Industrial Past and Present

Tanygrisiau, or more properly 'Tan y grisiau', is Welsh for "below the steps", referring to the stepped cliffs above the village. Tanygrisiau was famous for its slate mining, producing a high quality black slate that was used across the world.

Tanygrisiau railway station is on the famous Ffestiniog Railway, a narrow gauge railway built to carry slate from the mines down to the sea at Porthmadog where it was shipped all around the world, mostly for use in roofing.

The village was the site of a near disaster on Christmas Day 1918. At the time when all the inhabitants of the village were in chapel the mine workings collapsed. Had this collapse taken place a few hours earlier, many hundreds of miners, newly returned from the First World War, would have died crushed under millions of tons of rock. Many of the inhabitants put this down to divine intervention.

The nearby Ffestiniog power station, the high Stwlan Dam and Llyn Ystradau, colloquially known as Tanygrisiau Reservoir, are part of a pumped storage hydroelectricity installation.
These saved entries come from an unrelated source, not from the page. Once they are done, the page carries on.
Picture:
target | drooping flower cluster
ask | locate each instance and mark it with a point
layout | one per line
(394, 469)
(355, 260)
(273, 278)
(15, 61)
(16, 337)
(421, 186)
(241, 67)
Much nearer the railway station is a waterfall on the Afon Cwmorthin and below the falls, and powered by a different water source, is a very small hydro-electric power station.

The closure of the slate mines during the late 1970s led to massive depopulation of the area from which it has only recently (2005) begun to recover.

Tanygrisiau has close links with the regiment of the Royal Welsh Fusiliers.